Checking representation invariants automatically with python_ta
#
PythonTA supports checking all representation invariants, just like it does with preconditions!
Let’s add a check_contracts
decorator to our Tweet
example, but use our original initializer that doesn’t check the length of the content.
from python_ta.contracts import check_contracts
@check_contracts
class Tweet:
"""A tweet, like in Twitter.
Attributes:
userid: the id of the user who wrote the tweet.
created_at: the date the tweet was written.

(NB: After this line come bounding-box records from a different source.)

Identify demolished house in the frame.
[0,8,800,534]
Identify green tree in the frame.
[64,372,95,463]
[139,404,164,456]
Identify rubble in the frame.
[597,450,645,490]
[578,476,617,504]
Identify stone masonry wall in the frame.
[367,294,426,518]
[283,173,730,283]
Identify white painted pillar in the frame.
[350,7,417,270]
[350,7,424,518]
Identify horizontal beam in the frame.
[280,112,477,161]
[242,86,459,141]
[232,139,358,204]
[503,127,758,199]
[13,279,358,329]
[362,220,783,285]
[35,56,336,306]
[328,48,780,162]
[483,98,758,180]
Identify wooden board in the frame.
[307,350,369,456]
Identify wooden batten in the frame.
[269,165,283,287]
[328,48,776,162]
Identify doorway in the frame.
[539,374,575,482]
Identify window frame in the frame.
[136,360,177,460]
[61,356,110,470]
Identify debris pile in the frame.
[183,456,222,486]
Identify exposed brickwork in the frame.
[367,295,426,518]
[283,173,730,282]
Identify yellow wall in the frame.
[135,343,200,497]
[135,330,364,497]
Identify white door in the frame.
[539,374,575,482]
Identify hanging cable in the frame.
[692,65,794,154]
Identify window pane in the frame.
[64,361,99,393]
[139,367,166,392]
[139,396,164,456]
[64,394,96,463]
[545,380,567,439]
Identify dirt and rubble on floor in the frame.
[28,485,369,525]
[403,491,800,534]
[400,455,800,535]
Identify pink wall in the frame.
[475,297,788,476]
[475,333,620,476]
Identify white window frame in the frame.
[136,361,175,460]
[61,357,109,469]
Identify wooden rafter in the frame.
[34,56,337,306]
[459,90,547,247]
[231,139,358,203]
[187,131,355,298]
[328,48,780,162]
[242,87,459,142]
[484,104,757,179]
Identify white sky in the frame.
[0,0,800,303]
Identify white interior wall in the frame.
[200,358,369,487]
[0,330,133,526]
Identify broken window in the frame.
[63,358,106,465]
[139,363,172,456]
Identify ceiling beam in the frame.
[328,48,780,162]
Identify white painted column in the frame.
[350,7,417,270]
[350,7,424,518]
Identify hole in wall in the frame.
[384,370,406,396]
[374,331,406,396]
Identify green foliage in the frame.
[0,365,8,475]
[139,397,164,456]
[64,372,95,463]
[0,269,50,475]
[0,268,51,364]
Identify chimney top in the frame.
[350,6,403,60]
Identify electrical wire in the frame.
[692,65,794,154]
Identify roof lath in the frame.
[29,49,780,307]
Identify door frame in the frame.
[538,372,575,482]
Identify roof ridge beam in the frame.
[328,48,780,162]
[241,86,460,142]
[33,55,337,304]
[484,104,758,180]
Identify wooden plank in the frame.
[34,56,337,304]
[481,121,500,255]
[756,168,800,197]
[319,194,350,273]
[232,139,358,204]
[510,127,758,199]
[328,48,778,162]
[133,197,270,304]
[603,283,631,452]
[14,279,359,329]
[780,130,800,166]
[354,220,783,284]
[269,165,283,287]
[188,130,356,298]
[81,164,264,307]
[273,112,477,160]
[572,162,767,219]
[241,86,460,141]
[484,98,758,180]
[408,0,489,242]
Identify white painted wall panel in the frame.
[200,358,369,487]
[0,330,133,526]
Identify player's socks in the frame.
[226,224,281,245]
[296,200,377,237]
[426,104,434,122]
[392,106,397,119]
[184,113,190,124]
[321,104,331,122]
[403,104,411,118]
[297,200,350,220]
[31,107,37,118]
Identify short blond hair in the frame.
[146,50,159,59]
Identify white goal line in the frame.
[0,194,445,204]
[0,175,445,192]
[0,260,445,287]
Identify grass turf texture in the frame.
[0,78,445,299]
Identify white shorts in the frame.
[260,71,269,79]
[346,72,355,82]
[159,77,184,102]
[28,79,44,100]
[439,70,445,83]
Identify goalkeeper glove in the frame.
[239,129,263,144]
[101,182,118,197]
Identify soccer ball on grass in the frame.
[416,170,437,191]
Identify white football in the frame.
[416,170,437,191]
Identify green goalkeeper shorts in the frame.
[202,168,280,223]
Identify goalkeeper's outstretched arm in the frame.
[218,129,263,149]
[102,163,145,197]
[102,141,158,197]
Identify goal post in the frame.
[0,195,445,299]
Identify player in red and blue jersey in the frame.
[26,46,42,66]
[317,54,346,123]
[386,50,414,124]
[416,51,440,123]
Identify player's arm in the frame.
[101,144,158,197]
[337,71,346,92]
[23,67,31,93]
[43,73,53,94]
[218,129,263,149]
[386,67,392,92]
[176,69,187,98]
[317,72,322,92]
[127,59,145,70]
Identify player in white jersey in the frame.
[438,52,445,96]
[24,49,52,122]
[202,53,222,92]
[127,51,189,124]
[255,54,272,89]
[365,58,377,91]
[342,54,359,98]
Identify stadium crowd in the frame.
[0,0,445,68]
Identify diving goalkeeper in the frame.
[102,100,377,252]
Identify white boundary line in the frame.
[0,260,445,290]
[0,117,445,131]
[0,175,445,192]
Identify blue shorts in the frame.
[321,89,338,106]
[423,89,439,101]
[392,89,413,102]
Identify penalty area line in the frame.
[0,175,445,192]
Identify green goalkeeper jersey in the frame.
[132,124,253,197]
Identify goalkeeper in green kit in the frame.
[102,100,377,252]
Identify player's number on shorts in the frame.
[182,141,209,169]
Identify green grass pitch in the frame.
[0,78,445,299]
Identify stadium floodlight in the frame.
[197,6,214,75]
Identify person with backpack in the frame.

content: the contents of the tweet.
likes: the number of likes this tweet has received.
Representation Invariants:
- len(self.content) <= 280
"""
# Attribute types
userid: str
created_at: date
content: str
likes: int
def __init__(self, who: str, when: date, what: str) -> None:
"""Initialize a new Tweet."""
self.userid = who
self.created_at = when
self.content = what
self.likes = 0
Now, we’ll obtain an error whenever we attempt to create a Tweet
value with invalid attributes.
>>> Tweet('David', date(2023, 5, 10), 'David' * 100)
Traceback (most recent call last):
File "<input>", line 1, in <module>
...
AssertionError: "Tweet" representation invariant "len(self.content) <= 280" was violated for instance attributes {userid: 'David', created_at: datetime.date(2023, 5, 10), content: 'DavidDavidDa...idDavidDavid', likes: 0}
Notes about using check_contracts
with classes:
python_ta
is strict with the headerRepresentation Invariants:
. In particular, both the “Representation
” and “Invariants
” must be capitalized (and spelled correctly), and must be followed by a colon. Please watch out for this, as otherwise any representation invariants you add will not be checked!
Another example: non-negativity constraints#
Look again at the attributes of Tweet
.
Another obvious representation invariant is that likes
must be at least 0;
our type annotation likes: int
allows for negative integers, after all.
Do any methods need to change so that we can ensure this is always true?
We need to check the initializer and any other method that mutates self.likes
.
First, the initializer sets likes
to 0, which satisfies this invariant.
The method Tweet.like
adds to the likes
attribute, which would seem safe,
but what if the client code passes a negative number?
Again, we are faced with a choice on how to handle this.
We could impose a precondition that Tweet.like
be called with n >= 0
.
Or, we could allow negative numbers as input, but simply set self.likes = 0
if its value falls below 0.
Or, we could simply refuse to add a negative number, and simply return
(i.e., do nothing) in this case.
All of these options change the method’s behaviour, and so whatever we choose, we would need to update the method’s documentation!
Client code can violate representation invariants also#
We’ve now learned how to write a class that declares and enforces appropriate representation invariants. We guarantee that whenever client code creates new instances of our class, and calls methods on them (obeying any preconditions we specify), our representation invariants will always be satisfied.
Sadly, even being vigilant in implementing our methods doesn’t fully prevent client code from violating representation invariants—we’ll see why in the next section.